Change in both Philips and in the Diocese involved finding a common strategy process (not a strategy but a strategy process - Mission Action Planning is a process for discerning strategy, which looks different at each local level)


“the most important element of any strategy is actually desire…if someone doesn’t want to do it, it’s not going to happen, or it’s going to be done very poorly.” How do we generate the desire for change and growth within the church?

Training leaders and training them to train others "was probably the most powerful thing we did"

2 reviews, in 2007 (after 2 years) and 2010. On both occasions, showed that churches which had engaged most fully with MAPping had grown, those which didn't shrank. 

Of the 20 Diocese registering growth 2010-11, 15 are using Mission Action Planning in some form (the national total was 19 at the time, so of the 23 which were flat or declined, only 4 were using MAPs)

Bob Jackson on the national stats:
'it's a little bit early to relax and rejoice' - there's a 100 year long downward trend before the latest minor levelling out. 2000-10 is better than the 1990s, but it's still all negative numbers. 

CofE is looking at new membership measures: "church is not an attendance event, its an ongoing community" so things which measure belonging to the community, rather than attendance at events, are closer to the heart of what it is to be the church. 

Trialled in Lichfield: usual Sunday attendance of 26,000, worshipping participants 47,000 - on the new measure the Diocese is 75% bigger than the Sunday snapshot would suggest.

Joiners and leavers data: parishes in Lichfield asked to register membership, numbers joining (and why) and leaving (and why). This showed a net increase of 1300-1400 per year, with 50% of the joiners (roughly 4,000 in total) having no previous church background. Also helped the diocese to see how many were joining/leaving through transfers, births & deaths etc. 'Much more useful, richer statistics.'

There are now 1800 registered Messy Churches as of Feb 2013, the number is almost doubling every year, and there are many unregistered Messy Churches too, Jackson estimated 2 for every registered congregation.

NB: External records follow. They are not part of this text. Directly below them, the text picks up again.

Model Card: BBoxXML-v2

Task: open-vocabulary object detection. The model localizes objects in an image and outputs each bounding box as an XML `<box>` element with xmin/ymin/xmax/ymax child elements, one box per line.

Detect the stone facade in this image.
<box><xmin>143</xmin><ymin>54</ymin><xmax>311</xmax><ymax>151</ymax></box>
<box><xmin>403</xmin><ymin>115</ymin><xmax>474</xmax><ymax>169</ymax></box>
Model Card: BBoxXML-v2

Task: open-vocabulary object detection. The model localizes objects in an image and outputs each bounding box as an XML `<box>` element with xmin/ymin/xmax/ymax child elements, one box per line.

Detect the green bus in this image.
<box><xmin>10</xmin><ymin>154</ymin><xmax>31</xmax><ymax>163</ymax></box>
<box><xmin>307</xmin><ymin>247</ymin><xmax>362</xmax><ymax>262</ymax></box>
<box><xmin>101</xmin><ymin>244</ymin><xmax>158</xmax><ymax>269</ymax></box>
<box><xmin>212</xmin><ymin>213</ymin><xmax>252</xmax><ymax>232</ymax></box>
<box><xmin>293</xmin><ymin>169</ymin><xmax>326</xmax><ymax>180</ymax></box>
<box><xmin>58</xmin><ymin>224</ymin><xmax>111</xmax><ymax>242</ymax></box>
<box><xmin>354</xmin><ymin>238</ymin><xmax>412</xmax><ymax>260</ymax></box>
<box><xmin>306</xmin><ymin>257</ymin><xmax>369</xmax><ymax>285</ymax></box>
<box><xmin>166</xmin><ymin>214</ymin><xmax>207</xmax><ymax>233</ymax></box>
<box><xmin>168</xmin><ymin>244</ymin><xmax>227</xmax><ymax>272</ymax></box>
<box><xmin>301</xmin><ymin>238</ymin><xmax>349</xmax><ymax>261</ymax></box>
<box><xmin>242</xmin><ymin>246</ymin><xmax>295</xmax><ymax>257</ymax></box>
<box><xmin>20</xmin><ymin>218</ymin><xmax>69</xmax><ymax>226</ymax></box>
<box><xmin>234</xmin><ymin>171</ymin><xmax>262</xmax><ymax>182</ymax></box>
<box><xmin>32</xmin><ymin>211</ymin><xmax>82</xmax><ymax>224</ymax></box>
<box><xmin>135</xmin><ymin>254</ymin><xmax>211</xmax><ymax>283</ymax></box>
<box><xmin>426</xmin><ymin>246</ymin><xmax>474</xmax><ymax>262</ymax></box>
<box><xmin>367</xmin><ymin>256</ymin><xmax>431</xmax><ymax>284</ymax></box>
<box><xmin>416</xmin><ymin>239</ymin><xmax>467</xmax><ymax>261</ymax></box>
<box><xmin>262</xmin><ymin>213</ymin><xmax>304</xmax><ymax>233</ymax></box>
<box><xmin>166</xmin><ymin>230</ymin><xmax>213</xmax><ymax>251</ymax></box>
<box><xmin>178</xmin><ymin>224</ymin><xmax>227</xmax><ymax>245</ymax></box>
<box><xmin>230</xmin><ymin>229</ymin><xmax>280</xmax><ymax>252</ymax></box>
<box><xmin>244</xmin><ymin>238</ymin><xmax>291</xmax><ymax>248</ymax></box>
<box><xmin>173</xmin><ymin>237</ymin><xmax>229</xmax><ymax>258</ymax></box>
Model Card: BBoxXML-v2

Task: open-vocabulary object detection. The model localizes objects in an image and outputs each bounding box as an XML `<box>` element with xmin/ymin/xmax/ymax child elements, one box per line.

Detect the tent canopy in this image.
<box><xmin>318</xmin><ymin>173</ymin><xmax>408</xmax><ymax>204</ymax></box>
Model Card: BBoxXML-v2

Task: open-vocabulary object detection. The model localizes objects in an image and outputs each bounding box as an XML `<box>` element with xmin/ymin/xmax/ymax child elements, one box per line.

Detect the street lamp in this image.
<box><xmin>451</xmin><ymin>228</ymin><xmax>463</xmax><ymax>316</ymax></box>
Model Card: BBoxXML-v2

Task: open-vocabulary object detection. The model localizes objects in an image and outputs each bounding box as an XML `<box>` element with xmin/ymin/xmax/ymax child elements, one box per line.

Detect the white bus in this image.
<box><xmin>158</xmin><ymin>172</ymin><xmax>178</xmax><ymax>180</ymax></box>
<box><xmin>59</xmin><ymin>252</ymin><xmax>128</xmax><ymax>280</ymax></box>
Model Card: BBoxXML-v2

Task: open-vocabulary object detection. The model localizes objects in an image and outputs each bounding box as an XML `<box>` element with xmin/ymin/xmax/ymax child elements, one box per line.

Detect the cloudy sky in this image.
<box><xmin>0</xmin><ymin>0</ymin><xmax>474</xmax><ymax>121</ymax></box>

Average attendance is 55. That's 100,000 people in the registered ones, but membership will be more than attendance because people don't come every week. So there could be up to 400,000 people involved across the UK. 

Comment: it's a mixed picture. Part of the energy for growth is coming from a dread of decline, rather than a positive theology of growth as the normal business of the church. Will more positive stats and good news lull us back into complacency? Can we find an engine for growth and change that isn't the prospect of imminent death (not a great motivator) but that is more to do with the love of God and the gospel of Jesus?

On a personal level, this thing about being trained to train others well keeps coming up. I'm not, and I know I need to be.